These are the key concepts you need to understand to accurately answer the question.

Null Hypothesis
The null hypothesis, denoted as \(H_0\), is a statement of no effect or no difference, used as the starting point for hypothesis testing in statistics. In the context of the given exercise, the null hypothesis asserts that the screening program does not improve the survival rates for women diagnosed with early-stage breast cancer. Formally, this is expressed as \(H_0: p = \frac{1}{3}\), where \(p\) represents the true survival rate among these women.

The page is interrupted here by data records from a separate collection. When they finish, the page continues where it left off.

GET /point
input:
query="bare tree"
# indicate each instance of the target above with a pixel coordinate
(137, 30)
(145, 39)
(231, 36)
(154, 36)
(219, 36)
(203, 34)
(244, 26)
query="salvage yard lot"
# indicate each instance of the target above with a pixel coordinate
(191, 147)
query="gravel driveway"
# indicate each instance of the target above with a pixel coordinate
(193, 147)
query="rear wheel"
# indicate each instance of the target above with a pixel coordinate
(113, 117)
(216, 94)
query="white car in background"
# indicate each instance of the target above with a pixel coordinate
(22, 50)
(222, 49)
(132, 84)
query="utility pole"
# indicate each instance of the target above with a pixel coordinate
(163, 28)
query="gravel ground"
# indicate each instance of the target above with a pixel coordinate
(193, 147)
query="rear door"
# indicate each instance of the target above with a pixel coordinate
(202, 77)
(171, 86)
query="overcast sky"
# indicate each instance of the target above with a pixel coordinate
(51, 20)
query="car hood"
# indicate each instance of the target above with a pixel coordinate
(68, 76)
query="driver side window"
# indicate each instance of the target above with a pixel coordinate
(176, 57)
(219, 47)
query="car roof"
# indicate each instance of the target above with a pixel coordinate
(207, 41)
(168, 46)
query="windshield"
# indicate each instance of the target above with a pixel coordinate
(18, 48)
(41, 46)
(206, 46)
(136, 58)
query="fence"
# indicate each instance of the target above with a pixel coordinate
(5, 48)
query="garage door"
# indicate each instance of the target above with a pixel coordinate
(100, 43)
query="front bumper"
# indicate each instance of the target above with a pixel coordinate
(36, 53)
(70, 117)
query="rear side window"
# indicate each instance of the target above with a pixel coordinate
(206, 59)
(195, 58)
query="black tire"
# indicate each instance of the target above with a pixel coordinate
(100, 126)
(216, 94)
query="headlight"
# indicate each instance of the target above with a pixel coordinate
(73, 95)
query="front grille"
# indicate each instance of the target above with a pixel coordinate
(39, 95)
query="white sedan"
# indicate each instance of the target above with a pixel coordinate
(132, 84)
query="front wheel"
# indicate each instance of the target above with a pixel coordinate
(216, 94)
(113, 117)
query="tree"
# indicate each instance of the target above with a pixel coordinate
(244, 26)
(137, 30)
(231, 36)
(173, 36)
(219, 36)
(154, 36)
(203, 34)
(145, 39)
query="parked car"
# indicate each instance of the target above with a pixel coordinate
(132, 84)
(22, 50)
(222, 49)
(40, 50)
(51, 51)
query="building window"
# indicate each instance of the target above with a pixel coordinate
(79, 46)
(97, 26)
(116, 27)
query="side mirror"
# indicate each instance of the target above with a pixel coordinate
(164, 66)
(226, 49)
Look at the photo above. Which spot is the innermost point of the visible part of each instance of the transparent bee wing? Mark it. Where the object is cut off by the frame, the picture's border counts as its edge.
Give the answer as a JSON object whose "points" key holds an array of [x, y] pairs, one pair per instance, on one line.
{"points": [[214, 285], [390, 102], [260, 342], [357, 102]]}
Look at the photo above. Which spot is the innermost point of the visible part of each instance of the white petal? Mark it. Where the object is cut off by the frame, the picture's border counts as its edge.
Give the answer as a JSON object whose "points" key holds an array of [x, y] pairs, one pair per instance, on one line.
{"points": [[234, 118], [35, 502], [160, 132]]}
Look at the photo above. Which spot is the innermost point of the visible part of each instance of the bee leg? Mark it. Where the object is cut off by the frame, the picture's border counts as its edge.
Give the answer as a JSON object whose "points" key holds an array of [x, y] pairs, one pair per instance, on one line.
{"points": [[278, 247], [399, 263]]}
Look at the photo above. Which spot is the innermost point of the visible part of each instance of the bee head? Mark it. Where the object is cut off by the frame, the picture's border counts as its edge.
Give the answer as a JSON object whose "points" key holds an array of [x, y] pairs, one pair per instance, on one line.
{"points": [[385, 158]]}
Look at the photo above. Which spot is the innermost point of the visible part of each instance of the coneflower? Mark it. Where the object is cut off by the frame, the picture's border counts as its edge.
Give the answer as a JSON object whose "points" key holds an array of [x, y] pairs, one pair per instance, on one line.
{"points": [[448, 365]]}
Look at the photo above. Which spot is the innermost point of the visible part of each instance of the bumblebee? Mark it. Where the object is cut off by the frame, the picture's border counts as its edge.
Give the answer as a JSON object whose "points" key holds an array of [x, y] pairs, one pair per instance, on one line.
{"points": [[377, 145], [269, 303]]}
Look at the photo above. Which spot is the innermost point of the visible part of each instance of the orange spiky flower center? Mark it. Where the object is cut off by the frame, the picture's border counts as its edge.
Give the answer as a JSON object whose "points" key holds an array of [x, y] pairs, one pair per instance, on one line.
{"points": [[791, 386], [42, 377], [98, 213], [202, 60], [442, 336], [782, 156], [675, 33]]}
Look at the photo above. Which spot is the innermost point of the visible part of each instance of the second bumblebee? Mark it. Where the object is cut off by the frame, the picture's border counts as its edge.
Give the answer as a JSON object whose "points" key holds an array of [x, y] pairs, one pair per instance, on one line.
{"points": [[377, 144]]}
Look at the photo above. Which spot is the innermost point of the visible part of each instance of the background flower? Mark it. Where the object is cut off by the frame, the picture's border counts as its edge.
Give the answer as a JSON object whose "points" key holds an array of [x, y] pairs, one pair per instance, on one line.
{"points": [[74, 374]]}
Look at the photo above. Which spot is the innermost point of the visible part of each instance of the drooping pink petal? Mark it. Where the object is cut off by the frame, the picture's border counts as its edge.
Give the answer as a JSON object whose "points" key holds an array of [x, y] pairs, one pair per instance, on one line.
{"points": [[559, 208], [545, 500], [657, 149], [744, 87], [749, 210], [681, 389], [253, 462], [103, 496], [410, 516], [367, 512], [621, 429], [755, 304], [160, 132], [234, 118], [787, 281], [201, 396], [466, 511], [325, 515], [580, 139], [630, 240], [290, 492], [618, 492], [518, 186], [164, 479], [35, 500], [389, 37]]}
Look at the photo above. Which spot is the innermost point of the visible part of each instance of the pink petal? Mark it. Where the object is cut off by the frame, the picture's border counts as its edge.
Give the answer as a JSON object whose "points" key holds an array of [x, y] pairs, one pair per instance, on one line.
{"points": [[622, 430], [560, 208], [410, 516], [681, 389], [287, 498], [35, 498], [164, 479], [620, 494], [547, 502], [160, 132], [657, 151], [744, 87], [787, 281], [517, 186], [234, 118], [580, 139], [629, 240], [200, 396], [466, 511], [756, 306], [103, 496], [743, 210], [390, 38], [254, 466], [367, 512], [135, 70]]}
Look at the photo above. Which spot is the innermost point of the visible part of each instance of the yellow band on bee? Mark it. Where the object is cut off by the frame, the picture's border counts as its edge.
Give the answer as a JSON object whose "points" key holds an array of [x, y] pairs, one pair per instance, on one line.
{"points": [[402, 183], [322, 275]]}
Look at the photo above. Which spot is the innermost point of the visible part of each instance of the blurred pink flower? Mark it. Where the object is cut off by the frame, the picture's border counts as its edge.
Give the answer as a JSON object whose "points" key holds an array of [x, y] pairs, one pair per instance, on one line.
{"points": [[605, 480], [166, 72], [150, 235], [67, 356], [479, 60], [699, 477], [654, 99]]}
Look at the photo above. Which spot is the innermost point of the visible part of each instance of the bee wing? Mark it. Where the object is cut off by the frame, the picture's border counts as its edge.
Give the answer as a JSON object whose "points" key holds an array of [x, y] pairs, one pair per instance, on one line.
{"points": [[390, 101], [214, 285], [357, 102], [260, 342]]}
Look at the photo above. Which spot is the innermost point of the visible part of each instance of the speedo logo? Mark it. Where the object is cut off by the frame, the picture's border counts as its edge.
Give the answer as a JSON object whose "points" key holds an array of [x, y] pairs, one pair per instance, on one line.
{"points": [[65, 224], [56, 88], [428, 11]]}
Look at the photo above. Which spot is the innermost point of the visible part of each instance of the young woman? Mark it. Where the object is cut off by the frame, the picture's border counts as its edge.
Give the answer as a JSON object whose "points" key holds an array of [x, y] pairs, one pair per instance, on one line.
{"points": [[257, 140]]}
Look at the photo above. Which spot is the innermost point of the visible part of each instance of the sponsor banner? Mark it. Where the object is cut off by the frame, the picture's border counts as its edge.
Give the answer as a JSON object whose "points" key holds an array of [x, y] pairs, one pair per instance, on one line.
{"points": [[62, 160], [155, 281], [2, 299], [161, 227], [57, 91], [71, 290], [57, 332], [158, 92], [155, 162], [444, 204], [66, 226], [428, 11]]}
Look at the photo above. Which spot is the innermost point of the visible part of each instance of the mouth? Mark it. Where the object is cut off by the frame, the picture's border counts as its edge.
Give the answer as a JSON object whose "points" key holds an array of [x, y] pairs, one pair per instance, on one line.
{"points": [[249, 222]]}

To draw conclusions, one tests the null hypothesis against evidence gathered from sample data. Only if this evidence is sufficiently strong, will the null hypothesis be rejected in favor of the alternative hypothesis. This is a fundamental process in statistical analysis, helpful in determining the effectiveness of treatments or interventions, such as the breast cancer screening program in our example.
Alternative Hypothesis
The alternative hypothesis, denoted as \(H_1\) or \(H_a\), articulates that there is an effect or a difference, and it stands in contrast to the null hypothesis. It's what researchers aim to support with empirical evidence. In our exercise, the alternative hypothesis posits that the screening program increases the survival rate of diagnosed women, symbolically represented by \(H_1: p > \frac{1}{3}\).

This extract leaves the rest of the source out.